The first time that she panicked was when his toes needed amputation. She felt that unforgettable sense of vertigo and panic that sets in when one realizes that opportunities to prevent a fatal outcome had been missed several times. He limped in one morning and said that his feet were hurting even worse than before, and that despite taking double doses of pain killers, he could not bear the pain anymore. The nurse had calmly and efficiently wheeled him into a room to take a look at his feet, but she had yelped so loudly that several pairs of eyes appeared in the doorway and simultaneously took in the blackened toes and clearly gangrenous feet on display.
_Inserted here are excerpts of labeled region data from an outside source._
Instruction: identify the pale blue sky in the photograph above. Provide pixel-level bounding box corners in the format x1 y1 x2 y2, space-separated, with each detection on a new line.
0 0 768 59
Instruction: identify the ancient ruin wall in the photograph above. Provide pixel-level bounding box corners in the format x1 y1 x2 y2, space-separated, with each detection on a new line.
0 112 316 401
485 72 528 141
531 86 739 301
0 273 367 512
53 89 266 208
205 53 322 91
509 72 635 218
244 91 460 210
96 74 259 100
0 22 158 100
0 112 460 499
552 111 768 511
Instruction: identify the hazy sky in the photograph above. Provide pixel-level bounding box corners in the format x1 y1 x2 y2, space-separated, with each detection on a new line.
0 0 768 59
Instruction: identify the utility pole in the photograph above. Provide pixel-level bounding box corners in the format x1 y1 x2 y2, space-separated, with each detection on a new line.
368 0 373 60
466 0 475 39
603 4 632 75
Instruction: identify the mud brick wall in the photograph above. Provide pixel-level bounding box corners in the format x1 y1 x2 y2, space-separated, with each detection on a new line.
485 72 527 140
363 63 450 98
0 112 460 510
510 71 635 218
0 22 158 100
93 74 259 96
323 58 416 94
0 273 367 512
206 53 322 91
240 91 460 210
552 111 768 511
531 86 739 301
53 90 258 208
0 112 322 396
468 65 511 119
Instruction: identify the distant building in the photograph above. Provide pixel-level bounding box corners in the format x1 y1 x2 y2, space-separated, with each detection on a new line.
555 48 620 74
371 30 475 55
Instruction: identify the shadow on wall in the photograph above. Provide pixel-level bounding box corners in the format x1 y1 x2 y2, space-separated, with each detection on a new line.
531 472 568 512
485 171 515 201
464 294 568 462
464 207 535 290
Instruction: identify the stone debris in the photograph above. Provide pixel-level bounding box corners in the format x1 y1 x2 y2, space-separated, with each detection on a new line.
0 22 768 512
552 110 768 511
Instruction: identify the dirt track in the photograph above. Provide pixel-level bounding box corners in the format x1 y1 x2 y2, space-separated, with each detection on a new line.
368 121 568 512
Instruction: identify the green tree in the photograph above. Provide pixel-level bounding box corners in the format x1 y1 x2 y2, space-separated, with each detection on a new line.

By the time his detectable and observable signs and symptoms had led the team to the unmistakable conclusion that he had an advanced degree of chronic arsenic poisoning, they had also come to understand that the prognosis was bleak. Ronald died in the hospital 3 weeks later from the multiple injuries and cancers caused by the steady diet of arsenic that his silver white arsenopyrite mortar had been adding to his daily food intake. He died in relative ease provided by equipment that could easily have been part of his medical museum or private collection.